This will trigger an 18-month deadline for the newly appointed internet regulator, Ofcom, to create a series of codes of conduct which the Secretary of State will then present to Parliament. As and when those codes are approved a few weeks later, each element of the new regime covered by a code comes into force.
The strictest requirements apply to content that promotes terrorism and Child Sexual Abuse Materials. While these have long been illegal, the Act provides much stronger enforcement mechanisms, particularly for sites hosted abroad, as Ofcom will be able to demand that Internet Service Providers block access to sites that break this new law.
Perhaps even more effective is the regulator’s power to require that essential support services, such as hosting, search, payments and advertising, be withdrawn from non-compliant sites.
The highest profile change is to require “highly effective” age assurance of the sort offered by VerifyMy’s age assurance solution, VerifyMyAge, to prevent children from being exposed to “primary priority harms”.
This is a list that will be curated by Parliament and begins with four categories; suicide and self-harm information, dangerous dieting advice and pornography. The new Act also requires platforms to give all UK adults the option to avoid seeing such harmful content and other “legal but harmful” content such as bullying. Fraudulent ads and scams are also in scope where these appear on the most widely used social media sites.

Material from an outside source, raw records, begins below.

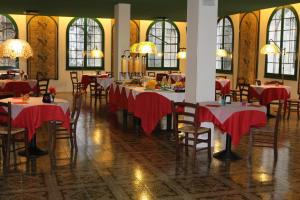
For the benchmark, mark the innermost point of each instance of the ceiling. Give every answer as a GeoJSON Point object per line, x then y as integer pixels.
{"type": "Point", "coordinates": [140, 9]}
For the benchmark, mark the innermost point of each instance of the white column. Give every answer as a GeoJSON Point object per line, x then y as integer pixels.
{"type": "Point", "coordinates": [121, 35]}
{"type": "Point", "coordinates": [201, 50]}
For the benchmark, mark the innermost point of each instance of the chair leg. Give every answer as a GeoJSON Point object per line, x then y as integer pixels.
{"type": "Point", "coordinates": [14, 152]}
{"type": "Point", "coordinates": [289, 111]}
{"type": "Point", "coordinates": [195, 147]}
{"type": "Point", "coordinates": [298, 111]}
{"type": "Point", "coordinates": [209, 145]}
{"type": "Point", "coordinates": [186, 143]}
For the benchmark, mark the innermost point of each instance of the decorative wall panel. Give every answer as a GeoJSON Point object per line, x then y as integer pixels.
{"type": "Point", "coordinates": [42, 35]}
{"type": "Point", "coordinates": [248, 46]}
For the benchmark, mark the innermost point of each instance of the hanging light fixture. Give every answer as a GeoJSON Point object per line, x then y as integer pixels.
{"type": "Point", "coordinates": [96, 53]}
{"type": "Point", "coordinates": [182, 53]}
{"type": "Point", "coordinates": [16, 48]}
{"type": "Point", "coordinates": [222, 53]}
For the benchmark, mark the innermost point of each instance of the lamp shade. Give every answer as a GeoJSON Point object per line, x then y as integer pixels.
{"type": "Point", "coordinates": [96, 53]}
{"type": "Point", "coordinates": [270, 49]}
{"type": "Point", "coordinates": [16, 48]}
{"type": "Point", "coordinates": [222, 53]}
{"type": "Point", "coordinates": [134, 48]}
{"type": "Point", "coordinates": [147, 47]}
{"type": "Point", "coordinates": [181, 54]}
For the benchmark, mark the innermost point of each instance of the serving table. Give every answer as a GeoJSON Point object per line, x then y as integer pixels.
{"type": "Point", "coordinates": [148, 105]}
{"type": "Point", "coordinates": [235, 119]}
{"type": "Point", "coordinates": [223, 85]}
{"type": "Point", "coordinates": [32, 113]}
{"type": "Point", "coordinates": [18, 87]}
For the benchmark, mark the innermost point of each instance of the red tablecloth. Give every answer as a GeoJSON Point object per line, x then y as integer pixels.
{"type": "Point", "coordinates": [18, 87]}
{"type": "Point", "coordinates": [223, 86]}
{"type": "Point", "coordinates": [237, 123]}
{"type": "Point", "coordinates": [267, 94]}
{"type": "Point", "coordinates": [87, 79]}
{"type": "Point", "coordinates": [32, 117]}
{"type": "Point", "coordinates": [150, 107]}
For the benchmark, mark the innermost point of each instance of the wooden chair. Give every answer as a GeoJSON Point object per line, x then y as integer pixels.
{"type": "Point", "coordinates": [190, 126]}
{"type": "Point", "coordinates": [267, 136]}
{"type": "Point", "coordinates": [235, 93]}
{"type": "Point", "coordinates": [151, 74]}
{"type": "Point", "coordinates": [221, 76]}
{"type": "Point", "coordinates": [273, 82]}
{"type": "Point", "coordinates": [76, 85]}
{"type": "Point", "coordinates": [159, 76]}
{"type": "Point", "coordinates": [42, 85]}
{"type": "Point", "coordinates": [244, 92]}
{"type": "Point", "coordinates": [293, 105]}
{"type": "Point", "coordinates": [62, 133]}
{"type": "Point", "coordinates": [8, 136]}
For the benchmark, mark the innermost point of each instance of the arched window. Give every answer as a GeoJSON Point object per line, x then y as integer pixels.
{"type": "Point", "coordinates": [224, 41]}
{"type": "Point", "coordinates": [283, 31]}
{"type": "Point", "coordinates": [165, 35]}
{"type": "Point", "coordinates": [84, 35]}
{"type": "Point", "coordinates": [8, 30]}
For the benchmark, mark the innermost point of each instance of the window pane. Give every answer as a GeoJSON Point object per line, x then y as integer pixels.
{"type": "Point", "coordinates": [224, 41]}
{"type": "Point", "coordinates": [166, 38]}
{"type": "Point", "coordinates": [7, 31]}
{"type": "Point", "coordinates": [283, 31]}
{"type": "Point", "coordinates": [85, 34]}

These measures require services to spot many forms of harmful content on their platform in order to either remove it altogether or to prevent children from seeing it and offer the new opt-out to adults. VerifyMy's content moderation solution, VerifyMyContent, provides this business-critical moderation through both automated scanning and human moderation. The risk is particularly acute when users create their own content, in live streaming and live chat, for example, where real-time monitoring is necessary.
All online services likely to be accessed by children must complete a risk assessment to understand which of the listed harms, and indeed anything else found on their site, could be harmful to children. The largest social media services must publish these documents.
The Minister in charge of the Act's final Parliamentary stages, Lord Parkinson, stated clearly that 18 months was “a backstop not a target” so the new law could be in force before the next UK General Election, widely expected in October 2024, allowing the Conservative Party government to take credit for the new law.
These are some of the most challenging regulations in the world today, and it will take services time to select, procure and implement the technology needed to comply.
There will be very strong pressure from the lobby groups that have driven this new legislation for Ofcom to act quickly to enforce the law. These new measures are not a surprise, and the expectation set by Ministers is that websites will have been preparing for some time already, so it would be a mistake to expect an extended period of grace before heavy fines, site and business service blocking are imposed.
Our advice to all user-to-user services (the scope of the law, plus adult content sites) is to begin planning how to comply immediately, ensuring those plans are clearly documented, and to be as transparent about them as possible without undermining their operational effectiveness. Plans should describe the actions that will now be taken to bring a service into full compliance in good time before Ofcom begins its enforcement activity.